The year is 1810. The French are still endeavoring to crack the British hold on Portugal, and Sharpe faces the possible loss of the South Essex to a well-influenced, inferior officer. And, in his ever charming way, he has made yet another hot-tempered, indecorous adversary – Ferragus, a Portuguese rogue who has devised a way to ingratiate himself with the French. The conflict between the two men is furious, compelling and so boorish it borders on the humorous at times!
Cornwell has an astonishing gift for writing about battles. The Battle of Bussaco draws the reader to the point of tasting the gunpowder each time the Rifleman reload, smelling the stench of death, seeing the smoke from the cannons, and watching a foggy mist lift to reveal the fallen, massacred bodies. We experience what Sharpe and his men endure because Cornwell spares us nothing.
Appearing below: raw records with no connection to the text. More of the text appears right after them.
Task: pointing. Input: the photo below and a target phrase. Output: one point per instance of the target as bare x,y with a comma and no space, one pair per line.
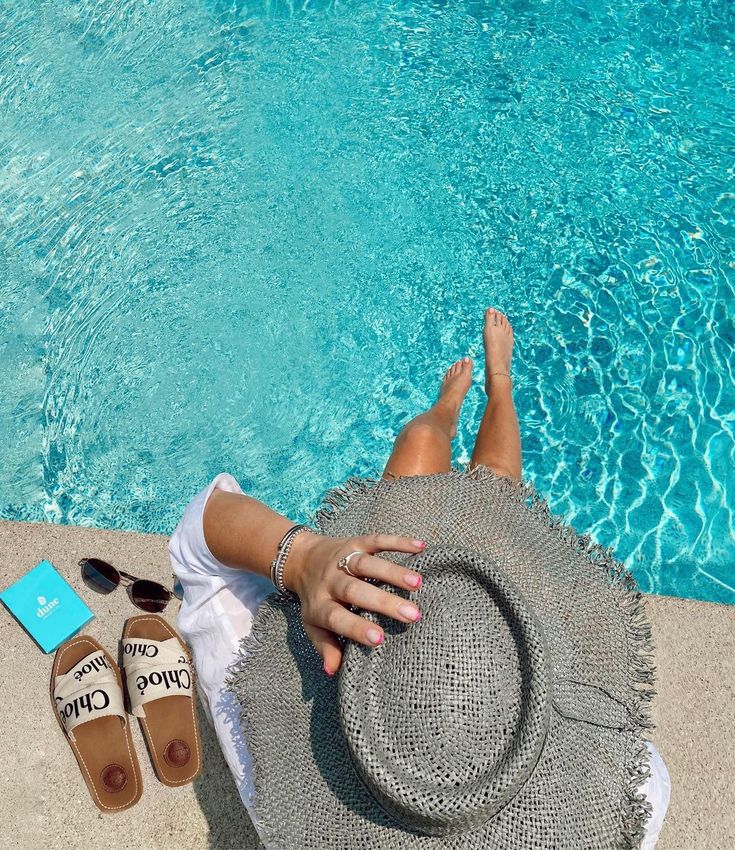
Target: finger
371,598
389,543
338,619
368,566
328,647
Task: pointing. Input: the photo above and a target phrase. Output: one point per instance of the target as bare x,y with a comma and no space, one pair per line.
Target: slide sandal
160,689
87,696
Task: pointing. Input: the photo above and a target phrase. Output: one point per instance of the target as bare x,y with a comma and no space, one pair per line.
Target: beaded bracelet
279,562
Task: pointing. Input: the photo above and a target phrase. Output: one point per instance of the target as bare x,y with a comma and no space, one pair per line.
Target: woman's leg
498,443
424,445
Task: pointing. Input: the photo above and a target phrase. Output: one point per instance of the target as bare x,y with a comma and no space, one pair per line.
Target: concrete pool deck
44,802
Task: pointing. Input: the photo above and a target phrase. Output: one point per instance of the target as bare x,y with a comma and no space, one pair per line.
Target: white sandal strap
155,669
88,691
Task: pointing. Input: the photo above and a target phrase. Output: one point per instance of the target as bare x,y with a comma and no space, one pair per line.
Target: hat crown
446,719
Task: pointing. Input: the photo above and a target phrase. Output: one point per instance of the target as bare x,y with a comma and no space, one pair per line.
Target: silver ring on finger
344,563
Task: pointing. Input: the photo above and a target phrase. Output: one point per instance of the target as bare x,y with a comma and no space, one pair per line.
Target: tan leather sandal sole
102,744
169,722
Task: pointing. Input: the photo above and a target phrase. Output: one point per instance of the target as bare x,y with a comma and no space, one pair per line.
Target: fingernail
374,636
406,610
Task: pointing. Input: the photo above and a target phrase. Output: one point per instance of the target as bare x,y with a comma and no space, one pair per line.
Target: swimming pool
252,237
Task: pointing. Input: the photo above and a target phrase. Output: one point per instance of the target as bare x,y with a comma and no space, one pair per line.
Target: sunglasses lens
178,589
99,575
149,595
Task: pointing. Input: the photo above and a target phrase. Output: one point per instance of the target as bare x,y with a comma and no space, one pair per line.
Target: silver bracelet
279,562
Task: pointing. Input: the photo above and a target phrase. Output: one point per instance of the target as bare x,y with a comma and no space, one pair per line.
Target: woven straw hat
511,716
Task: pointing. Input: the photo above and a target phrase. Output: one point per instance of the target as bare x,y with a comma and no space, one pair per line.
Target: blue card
46,606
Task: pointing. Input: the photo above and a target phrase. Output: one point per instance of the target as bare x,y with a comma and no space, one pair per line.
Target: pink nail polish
408,611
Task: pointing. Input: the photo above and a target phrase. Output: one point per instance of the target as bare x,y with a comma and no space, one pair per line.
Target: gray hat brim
584,791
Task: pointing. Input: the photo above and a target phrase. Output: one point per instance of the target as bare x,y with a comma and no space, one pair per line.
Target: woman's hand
326,592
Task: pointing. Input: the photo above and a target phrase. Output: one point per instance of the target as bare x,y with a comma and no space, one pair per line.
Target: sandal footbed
101,742
170,718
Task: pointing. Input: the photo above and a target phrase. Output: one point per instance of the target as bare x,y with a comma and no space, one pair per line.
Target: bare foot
455,383
498,339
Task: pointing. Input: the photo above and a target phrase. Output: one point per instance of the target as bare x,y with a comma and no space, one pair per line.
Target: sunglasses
146,595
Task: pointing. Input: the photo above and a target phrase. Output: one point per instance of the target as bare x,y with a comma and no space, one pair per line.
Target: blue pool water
251,238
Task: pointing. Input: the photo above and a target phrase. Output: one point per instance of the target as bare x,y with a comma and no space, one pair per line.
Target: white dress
217,612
Sharpe’s Escape is spiced with slices of humor – the most outrageous scenes take place in an underground sewer – and slivers of reality, of funereal absurdity that could only take place under the circumstances of war. Sharpe’s Escape is a fitting addition to this long-running series. It can also be read as a standalone, though why anyone would wish to miss out on any of Richard Sharpe’s escapades would be a mystery in this reviewer’s eyes.